Much of the frenzy that occurred I can’t begin to describe properly. I don’t wish to indulge in the revery. The idea of possibly thirty more years of inescapable hell became too much. All sense of morality meant nothing. Of course it meant nothing; it had to take a backseat to reality. In fact, morality became repugnant. You begin to justify all sorts of things revolving around a local truth flying in the face of what people want to espouse as universal. Any idea of some code of conduct sounded like a man’s excuse for holding himself back for others comfort. Had I not been treaded on? I’m embarrassed to even say it, but I even began to filter everything through this idea I’d be doing her family a favor. No more house visits! No more spending on food for the animals!

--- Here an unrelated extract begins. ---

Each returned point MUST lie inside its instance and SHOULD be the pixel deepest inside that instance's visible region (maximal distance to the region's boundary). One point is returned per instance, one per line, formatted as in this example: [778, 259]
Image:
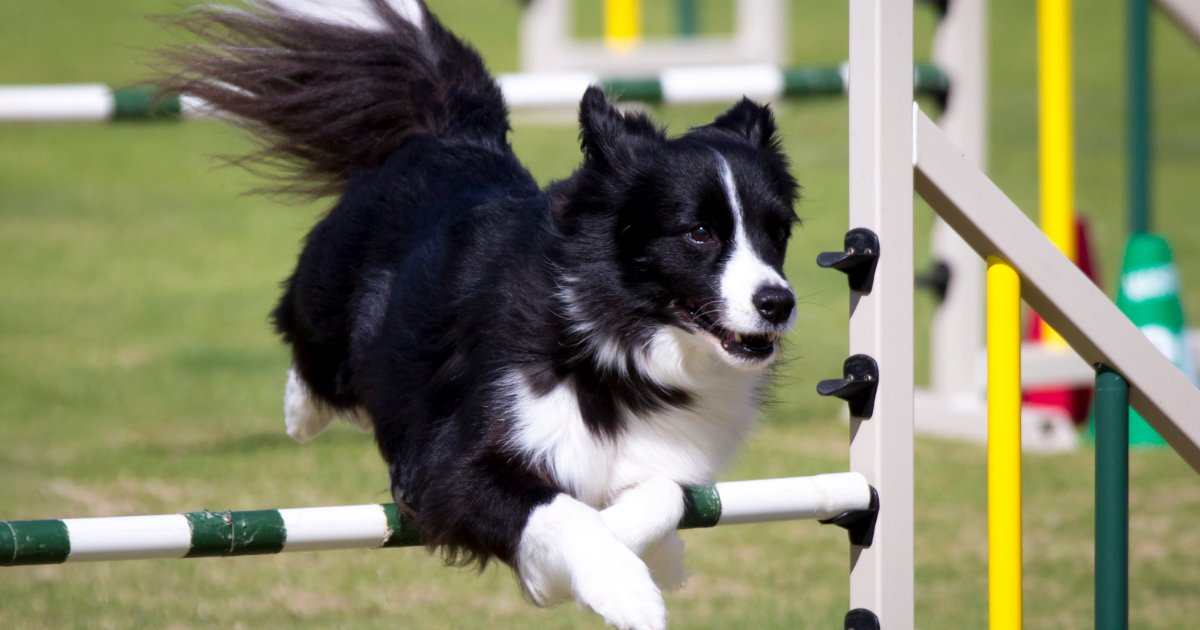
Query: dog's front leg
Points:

No more caring for the home! I even went so far as considering how much the home was worth, how substantial the payout could be, how she could leverage her position as a lonely old widow and make the insurance people bleed. It was all gift!
The time between the car leaving and end of the day went by unnaturally quickly. The front of the house was unlocked as I believed it to be. The pictures in her home, the plastic wrapped couches, the kitchen appliances, all prime for kindling. In the weeks preceding I had even had a conversation with a fireman about the most common causes of a house fire, claiming I was looking to make some renovations to meet modern standards. Cooking fires are the most common; but faulty electrical work, particularly in these old homes, is equally feasible. I was so calm exiting the home. I even called the fire department after it was sufficiently reduced to a char. After all of it, the weeks of mania, my indecisiveness, the poking and prodding at my psyche, when I laid in my bed that night, the air smelled like a bonfire and I fell asleep to the thought of being a kid again, care free, sitting around the fire, telling stories and roasting s’mores. A few weeks later while walking the neighborhood, I overheard some ladies discussing the whole ordeal, how the husband died, then the house went up in flames, then how poor old Bernice passed away from all the supposed stress. Some sort of aneurism or a stroke. I just kept walking.
I can’t help but think I write all this for no purpose. I hoped in some sense putting it all down into words I would let me see everything and recoil just as I had before when it was all fresh and alive. I feel it all as separate moments, but I don’t have any guilt over what I’ve done in its totality, as if I’m some sort of an unending scab. How could I have known things would go so far? I still pass by the burnt lot and have a sense of relief wash over me. Why didn’t anyone stop me? Did they not care? Why didn’t I stop me? I expected someone to come by my house and ask if I had heard or seen or knew anything, but there’s been nothing. I get to go to my office, smile, joke around, come home, enjoy a meal, go out for a walk. I don’t understand this feeling I’m left to contend with. I don’t get to tell anyone what I’ve done. And no one would understand if I told them. I mean, maybe they might understand the obsession or the anger or even my thoughts of futility, but all individually, never as motive to do what I did.
I don’t know what would be worse: if I asked the Lord for forgiveness and He remained silent, or if I asked and He forgave me. I don’t know if there’s even a difference.